Du point de vue de l’accessibilité physique, ce n’est pas agréable d’évoluer dans un monde où mes choix vestimentaires sont limités à une fraction des magasins et où mes jambes pendent au-dessus du sol sur la plupart des sièges. Malgré les insécurités et les difficultés, je ne crois pas que mon corps soit intrinsèquement mauvais. Si je pouvais changer la réaction des gens, je serais plus heureuse dans ma peau. Je pense que c’est vrai pour beaucoup d’autres personnes aussi.

J’ai versé plus de larmes en lien avec cet enjeu de ma vie que je ne voudrais l’admettre. Inversement, je comprends que ma taille m’accorde certains privilèges. Je suis pratiquement immunisée contre les injures et certaines manifestations de sexisme (des commentaires comme «Quand vas-tu avoir des enfants? Ton horloge biologique doit faire tic-tac»), et je n’ai pas tendance à être sexualisée si je ne fais pas le premier pas. J’ai la chance de ne pas avoir à subir de grosses humiliations ou à m’inquiéter d’être trop grande pour avoir une place n’importe où ou pour n’importe quoi. J’ai plus de facilité à me frayer un chemin dans la foule que la plupart des gens.

Heureusement, j’ai trouvé quelques astuces pour parvenir à atténuer les perceptions erronées des inconnus. M’habiller en vêtements de travail en voyage, porter d’énormes talons compensés lorsque l’occasion le permet, avoir des articles sur mesure, des couleurs plus sombres, du rouge à lèvres audacieux et garder mes cheveux courts sont toutes des choses qui ont semblé, du moins à l’occasion, faire taire les questions.

Mais si je laisse tomber un de ces boucliers, je constate que ça recommence. Beaucoup de mes pairs peuvent s’en tirer en portant un chandail à capuchon, tandis que moi, ça me transforme en hobbit juvénile. J’aimerais pouvoir m’habiller confortablement et demeurer libre de tout jugement, mais je célèbre les petites choses, comme lorsqu’un guide d’une visite d’architecture que j’ai effectuée l’année dernière a fait référence à moi comme étant une «dame».

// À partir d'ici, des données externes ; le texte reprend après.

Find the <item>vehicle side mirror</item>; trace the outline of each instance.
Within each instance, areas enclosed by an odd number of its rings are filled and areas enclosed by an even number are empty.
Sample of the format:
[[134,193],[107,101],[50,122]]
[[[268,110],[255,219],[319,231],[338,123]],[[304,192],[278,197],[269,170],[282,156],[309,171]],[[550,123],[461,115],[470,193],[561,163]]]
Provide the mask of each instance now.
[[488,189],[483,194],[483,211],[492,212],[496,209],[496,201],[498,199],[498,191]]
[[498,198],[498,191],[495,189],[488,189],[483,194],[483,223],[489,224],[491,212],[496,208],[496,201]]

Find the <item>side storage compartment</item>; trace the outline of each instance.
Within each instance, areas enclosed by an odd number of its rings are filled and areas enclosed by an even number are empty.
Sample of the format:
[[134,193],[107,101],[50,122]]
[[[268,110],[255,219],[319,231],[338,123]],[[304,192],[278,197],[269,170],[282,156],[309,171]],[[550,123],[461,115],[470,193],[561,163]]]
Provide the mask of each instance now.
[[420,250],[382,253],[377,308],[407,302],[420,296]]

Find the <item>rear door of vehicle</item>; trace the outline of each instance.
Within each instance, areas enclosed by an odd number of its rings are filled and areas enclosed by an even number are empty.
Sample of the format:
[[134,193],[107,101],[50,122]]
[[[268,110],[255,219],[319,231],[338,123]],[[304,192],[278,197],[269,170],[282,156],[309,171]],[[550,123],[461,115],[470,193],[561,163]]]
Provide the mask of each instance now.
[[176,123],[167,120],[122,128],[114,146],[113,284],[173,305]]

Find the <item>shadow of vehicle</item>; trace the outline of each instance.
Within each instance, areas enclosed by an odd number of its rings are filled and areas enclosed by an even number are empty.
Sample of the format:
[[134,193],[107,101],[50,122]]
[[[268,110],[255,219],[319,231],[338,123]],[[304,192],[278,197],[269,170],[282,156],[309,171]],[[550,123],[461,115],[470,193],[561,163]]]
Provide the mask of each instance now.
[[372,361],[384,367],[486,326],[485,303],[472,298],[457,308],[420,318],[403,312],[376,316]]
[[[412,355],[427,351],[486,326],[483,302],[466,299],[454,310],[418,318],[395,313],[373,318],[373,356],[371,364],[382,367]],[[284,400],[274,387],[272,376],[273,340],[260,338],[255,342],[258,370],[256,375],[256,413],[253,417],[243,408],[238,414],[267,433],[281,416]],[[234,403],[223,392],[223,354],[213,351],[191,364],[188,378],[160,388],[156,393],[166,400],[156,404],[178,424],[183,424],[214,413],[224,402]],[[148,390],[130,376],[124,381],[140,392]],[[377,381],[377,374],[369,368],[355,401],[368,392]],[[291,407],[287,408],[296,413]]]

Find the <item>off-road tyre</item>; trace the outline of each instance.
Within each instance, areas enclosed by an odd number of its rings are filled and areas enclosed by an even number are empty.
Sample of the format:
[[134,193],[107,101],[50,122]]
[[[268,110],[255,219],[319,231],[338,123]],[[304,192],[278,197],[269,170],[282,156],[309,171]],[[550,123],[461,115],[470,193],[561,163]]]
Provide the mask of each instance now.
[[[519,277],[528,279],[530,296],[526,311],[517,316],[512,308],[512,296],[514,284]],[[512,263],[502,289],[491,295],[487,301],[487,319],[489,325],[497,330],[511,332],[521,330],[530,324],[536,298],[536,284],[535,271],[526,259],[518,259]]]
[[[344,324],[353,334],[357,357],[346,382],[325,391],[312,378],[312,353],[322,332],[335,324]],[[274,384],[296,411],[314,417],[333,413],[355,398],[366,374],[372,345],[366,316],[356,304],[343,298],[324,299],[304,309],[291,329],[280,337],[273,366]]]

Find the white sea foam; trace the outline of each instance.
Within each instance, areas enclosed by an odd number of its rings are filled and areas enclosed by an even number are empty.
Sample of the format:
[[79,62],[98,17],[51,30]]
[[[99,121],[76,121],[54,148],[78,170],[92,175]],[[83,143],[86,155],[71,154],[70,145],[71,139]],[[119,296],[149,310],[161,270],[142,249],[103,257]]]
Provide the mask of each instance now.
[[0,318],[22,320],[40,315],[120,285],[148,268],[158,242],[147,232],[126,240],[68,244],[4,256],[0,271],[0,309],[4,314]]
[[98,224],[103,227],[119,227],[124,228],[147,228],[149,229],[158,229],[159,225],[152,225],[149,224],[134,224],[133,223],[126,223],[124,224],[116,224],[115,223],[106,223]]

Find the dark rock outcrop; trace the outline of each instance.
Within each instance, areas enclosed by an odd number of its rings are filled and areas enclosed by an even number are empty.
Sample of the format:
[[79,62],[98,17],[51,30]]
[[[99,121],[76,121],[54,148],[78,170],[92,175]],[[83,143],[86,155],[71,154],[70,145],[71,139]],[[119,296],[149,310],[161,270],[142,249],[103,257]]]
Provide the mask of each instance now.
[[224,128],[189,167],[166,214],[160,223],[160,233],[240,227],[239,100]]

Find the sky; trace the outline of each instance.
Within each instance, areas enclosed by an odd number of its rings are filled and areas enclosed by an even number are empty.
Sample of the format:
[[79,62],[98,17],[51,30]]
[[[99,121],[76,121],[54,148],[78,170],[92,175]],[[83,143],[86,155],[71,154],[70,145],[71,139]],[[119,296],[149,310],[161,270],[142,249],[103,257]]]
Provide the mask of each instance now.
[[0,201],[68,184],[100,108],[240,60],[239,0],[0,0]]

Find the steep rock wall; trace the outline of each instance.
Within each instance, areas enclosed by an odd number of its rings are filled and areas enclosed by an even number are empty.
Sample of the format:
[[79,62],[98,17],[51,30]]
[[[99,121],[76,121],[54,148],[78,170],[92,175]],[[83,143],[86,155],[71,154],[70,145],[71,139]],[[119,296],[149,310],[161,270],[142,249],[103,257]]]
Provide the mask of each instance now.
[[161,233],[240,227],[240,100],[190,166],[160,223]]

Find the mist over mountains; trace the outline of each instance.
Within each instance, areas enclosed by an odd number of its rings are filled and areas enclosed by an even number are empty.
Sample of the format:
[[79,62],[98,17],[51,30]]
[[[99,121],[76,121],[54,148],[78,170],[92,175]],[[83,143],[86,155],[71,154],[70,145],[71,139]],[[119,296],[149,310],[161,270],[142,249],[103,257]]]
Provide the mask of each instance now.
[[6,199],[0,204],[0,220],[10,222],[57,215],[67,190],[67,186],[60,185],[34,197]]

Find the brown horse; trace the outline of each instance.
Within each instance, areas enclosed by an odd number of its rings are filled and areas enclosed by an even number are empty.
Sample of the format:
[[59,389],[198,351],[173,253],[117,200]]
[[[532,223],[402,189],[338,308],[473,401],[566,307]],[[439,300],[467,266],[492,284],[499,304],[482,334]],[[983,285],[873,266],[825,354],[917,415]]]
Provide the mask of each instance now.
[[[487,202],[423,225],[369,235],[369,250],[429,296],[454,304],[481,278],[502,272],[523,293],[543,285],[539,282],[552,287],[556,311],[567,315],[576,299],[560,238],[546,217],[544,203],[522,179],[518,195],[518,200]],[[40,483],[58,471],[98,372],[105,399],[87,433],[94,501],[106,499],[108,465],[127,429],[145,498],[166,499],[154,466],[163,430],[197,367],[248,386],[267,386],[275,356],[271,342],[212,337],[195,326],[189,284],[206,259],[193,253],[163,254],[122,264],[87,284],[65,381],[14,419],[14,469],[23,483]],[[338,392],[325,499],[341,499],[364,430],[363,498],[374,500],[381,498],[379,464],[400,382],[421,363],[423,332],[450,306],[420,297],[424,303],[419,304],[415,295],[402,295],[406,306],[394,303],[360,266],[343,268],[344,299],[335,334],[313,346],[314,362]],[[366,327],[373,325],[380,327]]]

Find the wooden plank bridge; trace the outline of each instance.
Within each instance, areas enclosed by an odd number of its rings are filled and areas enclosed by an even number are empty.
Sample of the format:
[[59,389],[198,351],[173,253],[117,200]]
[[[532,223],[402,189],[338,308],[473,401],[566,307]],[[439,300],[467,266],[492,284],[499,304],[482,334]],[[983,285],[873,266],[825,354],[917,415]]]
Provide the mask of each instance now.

Depuis que j’ai quitté le Canada pour les États-Unis avant de finalement me retrouver au Royaume-Uni, les commentaires ont diminué. Les Britanniques semblent se sentir moins autorisés à commenter le corps des étrangers, ou peut-être sont-ils simplement moins préoccupés par celui-ci.

“Ironiquement, alors qu'une maladie respiratoire fait le tour du monde, je respire plus facilement.”

La pandémie de COVID-19 a également intensifié mon sentiment de paix en public. La vie sociale s’est déplacée en ligne, où personne ne surgit pour me demander mon âge, et lorsque je suis en déplacement, les personnes du service clientèle sont plus préoccupées par la sécurité que par le bavardage.

Il semble que dans un monde où n’importe qui pourrait être capable d’infecter quelqu’un d’autre, les remarques publiques sur le corps des uns et des autres ont diminué. Ironiquement, alors qu’une maladie respiratoire fait le tour du monde, je respire plus facilement. Mes préoccupations physiques se concentrent sur l’hygiène, la bonne alimentation et l’exercice - me maintenir en bonne santé comme je le peux.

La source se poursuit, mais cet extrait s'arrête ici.